通常より1〜2段階重いおもりに変更します。例えばサビキ釣りで普段8号を使っているなら10〜12号に上げます。流線型のおもり(ナス型など)は潮の抵抗を受けにくいので有効です。船釣りでは周囲の人とおもりの号数を揃えるのがマナーです(おまつり防止)。

Q. ガン玉の付け方のコツは?

ラインの上にガン玉を置き、割れ目にラインを挟んでからペンチや専用ツールで軽く潰して固定します。強く潰しすぎるとラインが傷つくので注意。外す時は割れ目にツメを入れて開くか、専用のガン玉外しを使います。ゴム張りガン玉ならラインを傷つけにくくおすすめです。

Q. 鉛のおもりは環境に悪い?

鉛は有害な重金属で、水中に残ると環境汚染の原因になります。海外では釣り用鉛おもりの使用が規制されている地域もあります。環境に配慮するならタングステンや鉄製のおもりを選ぶのも一つの方法です。
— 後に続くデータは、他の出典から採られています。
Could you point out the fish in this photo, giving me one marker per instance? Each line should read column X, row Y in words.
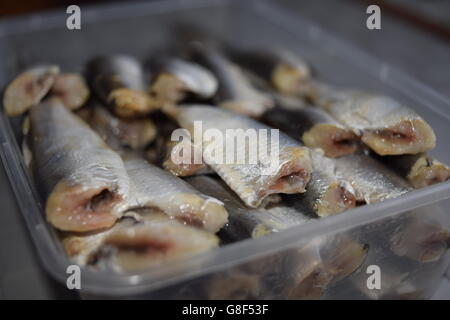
column 176, row 78
column 315, row 128
column 156, row 240
column 83, row 181
column 82, row 247
column 180, row 157
column 370, row 179
column 326, row 194
column 119, row 81
column 384, row 125
column 420, row 170
column 156, row 188
column 28, row 89
column 321, row 263
column 288, row 172
column 71, row 89
column 421, row 240
column 120, row 132
column 284, row 69
column 235, row 91
column 243, row 222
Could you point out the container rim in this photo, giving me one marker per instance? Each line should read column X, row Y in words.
column 114, row 284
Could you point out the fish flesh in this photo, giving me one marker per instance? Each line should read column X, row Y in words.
column 156, row 188
column 119, row 82
column 155, row 240
column 84, row 182
column 370, row 179
column 385, row 125
column 235, row 91
column 289, row 171
column 243, row 222
column 326, row 194
column 176, row 78
column 285, row 70
column 71, row 89
column 28, row 89
column 315, row 128
column 420, row 169
column 180, row 157
column 120, row 132
column 321, row 263
column 421, row 240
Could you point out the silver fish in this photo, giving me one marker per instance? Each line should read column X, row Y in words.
column 176, row 78
column 370, row 179
column 420, row 239
column 157, row 188
column 84, row 181
column 120, row 83
column 385, row 125
column 235, row 91
column 28, row 89
column 155, row 240
column 420, row 169
column 326, row 194
column 71, row 89
column 315, row 128
column 288, row 173
column 120, row 132
column 244, row 222
column 285, row 70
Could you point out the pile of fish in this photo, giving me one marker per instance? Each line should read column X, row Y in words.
column 99, row 148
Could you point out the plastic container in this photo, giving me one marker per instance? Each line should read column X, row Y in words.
column 267, row 267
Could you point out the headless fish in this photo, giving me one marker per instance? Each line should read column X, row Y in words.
column 235, row 91
column 156, row 188
column 83, row 180
column 386, row 126
column 420, row 169
column 120, row 132
column 155, row 240
column 71, row 89
column 119, row 82
column 315, row 128
column 421, row 239
column 28, row 89
column 285, row 70
column 288, row 173
column 177, row 77
column 371, row 180
column 244, row 222
column 326, row 194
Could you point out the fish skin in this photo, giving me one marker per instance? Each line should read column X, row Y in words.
column 71, row 89
column 371, row 180
column 252, row 182
column 285, row 70
column 176, row 77
column 119, row 81
column 385, row 125
column 235, row 91
column 156, row 188
column 326, row 194
column 243, row 222
column 119, row 132
column 156, row 240
column 421, row 170
column 83, row 180
column 315, row 128
column 28, row 89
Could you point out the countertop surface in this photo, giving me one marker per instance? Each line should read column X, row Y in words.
column 399, row 43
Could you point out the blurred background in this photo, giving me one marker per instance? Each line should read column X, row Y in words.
column 415, row 37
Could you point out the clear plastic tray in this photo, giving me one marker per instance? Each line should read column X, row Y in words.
column 138, row 28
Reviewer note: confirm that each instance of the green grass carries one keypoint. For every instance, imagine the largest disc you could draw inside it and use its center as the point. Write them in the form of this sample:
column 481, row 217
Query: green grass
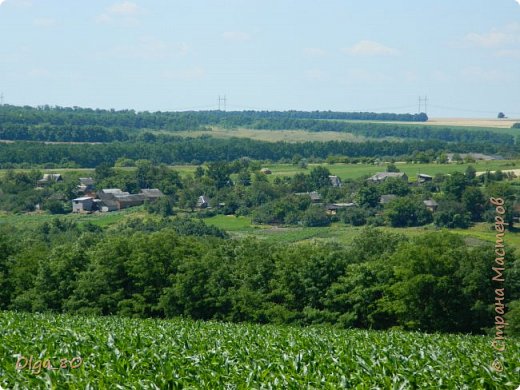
column 100, row 219
column 353, row 171
column 174, row 354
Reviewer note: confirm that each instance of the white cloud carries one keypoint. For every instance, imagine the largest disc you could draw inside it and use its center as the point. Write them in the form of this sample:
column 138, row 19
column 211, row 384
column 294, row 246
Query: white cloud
column 496, row 38
column 125, row 12
column 478, row 74
column 44, row 22
column 315, row 52
column 315, row 75
column 236, row 36
column 147, row 48
column 364, row 77
column 370, row 48
column 189, row 74
column 124, row 8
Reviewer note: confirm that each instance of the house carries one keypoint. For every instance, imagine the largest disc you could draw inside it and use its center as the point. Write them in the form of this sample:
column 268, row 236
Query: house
column 335, row 181
column 203, row 202
column 382, row 176
column 333, row 208
column 431, row 205
column 86, row 185
column 151, row 194
column 315, row 197
column 131, row 200
column 422, row 178
column 114, row 199
column 385, row 199
column 84, row 204
column 474, row 156
column 49, row 178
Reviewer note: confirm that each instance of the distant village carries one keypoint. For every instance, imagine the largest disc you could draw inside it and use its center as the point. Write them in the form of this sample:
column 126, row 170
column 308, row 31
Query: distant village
column 114, row 199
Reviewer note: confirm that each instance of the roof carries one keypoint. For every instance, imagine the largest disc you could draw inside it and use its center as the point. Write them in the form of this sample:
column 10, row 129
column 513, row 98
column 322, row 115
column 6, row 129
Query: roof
column 83, row 198
column 380, row 176
column 387, row 198
column 88, row 181
column 314, row 195
column 335, row 181
column 113, row 191
column 152, row 192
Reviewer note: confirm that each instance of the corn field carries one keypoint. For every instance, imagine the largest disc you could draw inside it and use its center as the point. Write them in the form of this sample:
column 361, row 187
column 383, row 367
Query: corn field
column 124, row 353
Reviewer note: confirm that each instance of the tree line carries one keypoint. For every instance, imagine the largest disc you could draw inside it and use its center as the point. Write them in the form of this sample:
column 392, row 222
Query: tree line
column 433, row 283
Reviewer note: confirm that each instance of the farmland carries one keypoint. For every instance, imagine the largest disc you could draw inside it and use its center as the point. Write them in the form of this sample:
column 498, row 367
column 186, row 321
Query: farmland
column 174, row 354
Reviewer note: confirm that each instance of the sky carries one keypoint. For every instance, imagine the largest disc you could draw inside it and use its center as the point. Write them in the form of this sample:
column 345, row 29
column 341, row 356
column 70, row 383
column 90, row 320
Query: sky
column 340, row 55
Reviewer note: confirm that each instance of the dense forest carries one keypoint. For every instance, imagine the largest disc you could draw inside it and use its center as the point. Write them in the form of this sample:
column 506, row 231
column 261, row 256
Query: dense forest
column 176, row 150
column 430, row 283
column 54, row 124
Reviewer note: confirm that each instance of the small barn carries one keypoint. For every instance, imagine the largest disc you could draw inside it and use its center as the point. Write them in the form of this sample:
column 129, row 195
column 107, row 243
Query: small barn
column 84, row 204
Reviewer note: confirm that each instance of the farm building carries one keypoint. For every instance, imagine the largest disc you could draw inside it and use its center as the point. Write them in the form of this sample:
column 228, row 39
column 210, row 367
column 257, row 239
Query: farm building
column 431, row 205
column 382, row 176
column 385, row 199
column 202, row 202
column 84, row 204
column 151, row 194
column 86, row 185
column 49, row 178
column 423, row 178
column 335, row 181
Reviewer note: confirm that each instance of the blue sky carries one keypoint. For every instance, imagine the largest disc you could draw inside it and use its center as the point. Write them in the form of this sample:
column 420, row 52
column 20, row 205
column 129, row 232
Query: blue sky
column 276, row 55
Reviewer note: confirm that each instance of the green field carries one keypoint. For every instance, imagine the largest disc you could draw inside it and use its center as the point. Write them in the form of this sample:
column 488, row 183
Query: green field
column 353, row 171
column 174, row 354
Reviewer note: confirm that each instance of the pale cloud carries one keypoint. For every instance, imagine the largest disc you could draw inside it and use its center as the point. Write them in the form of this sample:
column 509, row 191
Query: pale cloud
column 370, row 48
column 365, row 77
column 124, row 8
column 147, row 48
column 44, row 22
column 478, row 74
column 125, row 12
column 314, row 52
column 196, row 73
column 315, row 75
column 236, row 36
column 496, row 38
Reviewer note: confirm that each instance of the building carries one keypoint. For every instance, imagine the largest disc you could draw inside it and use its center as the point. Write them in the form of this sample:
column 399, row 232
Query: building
column 422, row 178
column 431, row 205
column 385, row 199
column 48, row 179
column 84, row 204
column 335, row 181
column 382, row 176
column 333, row 208
column 151, row 194
column 114, row 199
column 86, row 185
column 202, row 202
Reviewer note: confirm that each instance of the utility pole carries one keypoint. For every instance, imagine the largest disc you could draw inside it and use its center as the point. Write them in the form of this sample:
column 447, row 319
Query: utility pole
column 425, row 100
column 223, row 101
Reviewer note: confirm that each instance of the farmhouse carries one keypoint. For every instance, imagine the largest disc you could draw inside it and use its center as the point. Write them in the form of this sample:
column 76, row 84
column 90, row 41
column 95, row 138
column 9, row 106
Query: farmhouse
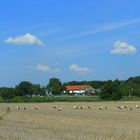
column 80, row 89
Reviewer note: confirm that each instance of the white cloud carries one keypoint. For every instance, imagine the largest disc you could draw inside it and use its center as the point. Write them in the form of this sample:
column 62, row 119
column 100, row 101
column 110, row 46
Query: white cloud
column 80, row 70
column 123, row 48
column 103, row 28
column 46, row 68
column 26, row 39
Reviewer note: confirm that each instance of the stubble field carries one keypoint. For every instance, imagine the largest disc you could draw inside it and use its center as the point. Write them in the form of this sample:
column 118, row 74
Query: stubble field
column 47, row 123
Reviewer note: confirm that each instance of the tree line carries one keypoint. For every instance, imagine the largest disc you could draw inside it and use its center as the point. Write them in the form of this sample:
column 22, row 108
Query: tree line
column 109, row 90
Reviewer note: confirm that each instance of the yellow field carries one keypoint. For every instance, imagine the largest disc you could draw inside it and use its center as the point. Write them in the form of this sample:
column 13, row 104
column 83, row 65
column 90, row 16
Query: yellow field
column 48, row 123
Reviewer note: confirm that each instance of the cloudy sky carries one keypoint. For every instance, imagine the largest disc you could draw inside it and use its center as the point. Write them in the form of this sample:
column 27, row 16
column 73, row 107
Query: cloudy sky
column 68, row 39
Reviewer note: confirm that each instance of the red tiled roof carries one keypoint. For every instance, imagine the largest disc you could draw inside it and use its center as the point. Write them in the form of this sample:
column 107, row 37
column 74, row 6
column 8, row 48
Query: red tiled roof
column 76, row 87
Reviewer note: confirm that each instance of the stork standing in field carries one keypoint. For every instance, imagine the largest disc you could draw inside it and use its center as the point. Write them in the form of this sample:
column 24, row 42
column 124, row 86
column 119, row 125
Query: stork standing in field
column 36, row 107
column 55, row 106
column 137, row 106
column 18, row 108
column 75, row 107
column 60, row 108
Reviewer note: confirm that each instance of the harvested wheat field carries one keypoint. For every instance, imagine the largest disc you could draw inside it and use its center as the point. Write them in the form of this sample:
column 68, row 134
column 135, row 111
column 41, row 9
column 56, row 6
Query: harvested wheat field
column 70, row 121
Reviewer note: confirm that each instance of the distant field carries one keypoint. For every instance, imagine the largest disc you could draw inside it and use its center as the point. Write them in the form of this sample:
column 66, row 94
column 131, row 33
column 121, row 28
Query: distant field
column 48, row 123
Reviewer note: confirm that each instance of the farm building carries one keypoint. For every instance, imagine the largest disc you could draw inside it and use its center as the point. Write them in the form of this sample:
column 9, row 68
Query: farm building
column 80, row 89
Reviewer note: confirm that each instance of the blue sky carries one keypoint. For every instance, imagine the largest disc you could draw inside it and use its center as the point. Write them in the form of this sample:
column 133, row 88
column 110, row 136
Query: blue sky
column 68, row 39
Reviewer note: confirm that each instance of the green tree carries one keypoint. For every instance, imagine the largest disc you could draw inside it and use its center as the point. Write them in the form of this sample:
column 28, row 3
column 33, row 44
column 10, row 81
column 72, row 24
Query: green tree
column 55, row 86
column 7, row 93
column 24, row 88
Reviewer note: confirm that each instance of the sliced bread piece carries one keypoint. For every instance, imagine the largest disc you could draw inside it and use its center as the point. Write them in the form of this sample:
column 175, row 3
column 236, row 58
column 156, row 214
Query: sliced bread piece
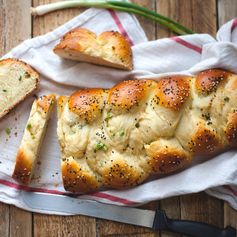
column 32, row 138
column 17, row 81
column 110, row 48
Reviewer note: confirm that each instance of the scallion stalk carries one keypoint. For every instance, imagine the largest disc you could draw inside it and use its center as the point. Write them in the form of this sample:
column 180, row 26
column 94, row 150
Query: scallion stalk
column 119, row 5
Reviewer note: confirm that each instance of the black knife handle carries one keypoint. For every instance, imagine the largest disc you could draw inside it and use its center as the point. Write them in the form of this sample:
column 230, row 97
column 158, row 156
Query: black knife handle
column 190, row 228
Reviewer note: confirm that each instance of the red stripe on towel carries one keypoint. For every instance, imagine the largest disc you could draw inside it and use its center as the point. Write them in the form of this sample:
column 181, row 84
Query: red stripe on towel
column 51, row 191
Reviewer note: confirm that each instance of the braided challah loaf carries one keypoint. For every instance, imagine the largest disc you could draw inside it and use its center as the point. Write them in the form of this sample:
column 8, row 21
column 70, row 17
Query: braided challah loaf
column 120, row 137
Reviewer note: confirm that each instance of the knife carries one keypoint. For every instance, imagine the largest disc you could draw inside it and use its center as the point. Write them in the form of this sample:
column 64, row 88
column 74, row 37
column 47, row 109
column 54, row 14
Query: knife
column 157, row 220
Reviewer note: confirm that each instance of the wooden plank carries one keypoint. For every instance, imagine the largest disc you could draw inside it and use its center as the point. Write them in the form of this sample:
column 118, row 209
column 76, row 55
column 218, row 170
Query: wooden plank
column 204, row 208
column 198, row 15
column 20, row 222
column 172, row 209
column 109, row 227
column 230, row 216
column 187, row 12
column 227, row 10
column 148, row 25
column 58, row 225
column 4, row 220
column 4, row 209
column 14, row 15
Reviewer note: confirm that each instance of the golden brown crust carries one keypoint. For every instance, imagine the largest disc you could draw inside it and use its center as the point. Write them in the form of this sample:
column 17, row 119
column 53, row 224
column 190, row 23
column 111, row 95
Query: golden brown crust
column 110, row 48
column 44, row 102
column 32, row 138
column 167, row 161
column 87, row 104
column 134, row 139
column 208, row 81
column 231, row 129
column 128, row 94
column 118, row 174
column 119, row 45
column 205, row 141
column 172, row 92
column 77, row 39
column 30, row 71
column 76, row 178
column 23, row 168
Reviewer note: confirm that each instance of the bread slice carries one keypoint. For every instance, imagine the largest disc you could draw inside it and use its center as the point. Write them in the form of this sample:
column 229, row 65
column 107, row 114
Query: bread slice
column 110, row 48
column 17, row 81
column 33, row 136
また、根掛かりでおもりをロストしないよう工夫することも大切です。

Q. 号数とgの換算表が知りたい

おもり(号数 → グラム)

号数

重さ (g)

1

3.75g

2

7.5g

3

11.25g

4

15g

5

18.75g

6

22.5g

8

30g

10

37.5g

12

45g

15

56.25g

20

75g

25

93.75g

30

112.5g

40

150g

50

187.5g

60

225g

80

300g

ガン玉・ジンタン(名称 → グラム)

名称

重さ (g)

G8(ジンタン8号)

0.07g

G7(ジンタン7号)

0.09g

G6(ジンタン6号)

0.12g

G5(ジンタン5号)

0.16g

G4(ジンタン4号)

0.2g

G3(ジンタン3号)

0.25g

G2(ジンタン2号)

0.31g

G1(ジンタン1号)

0.4g

B

0.55g

2B

0.75g

3B

0.95g

4B

1.2g

5B

1.75g

6B

2.65g

※ ジンタン(G表記)は数字が大きいほど軽い。B表記は数字が大きいほど重い。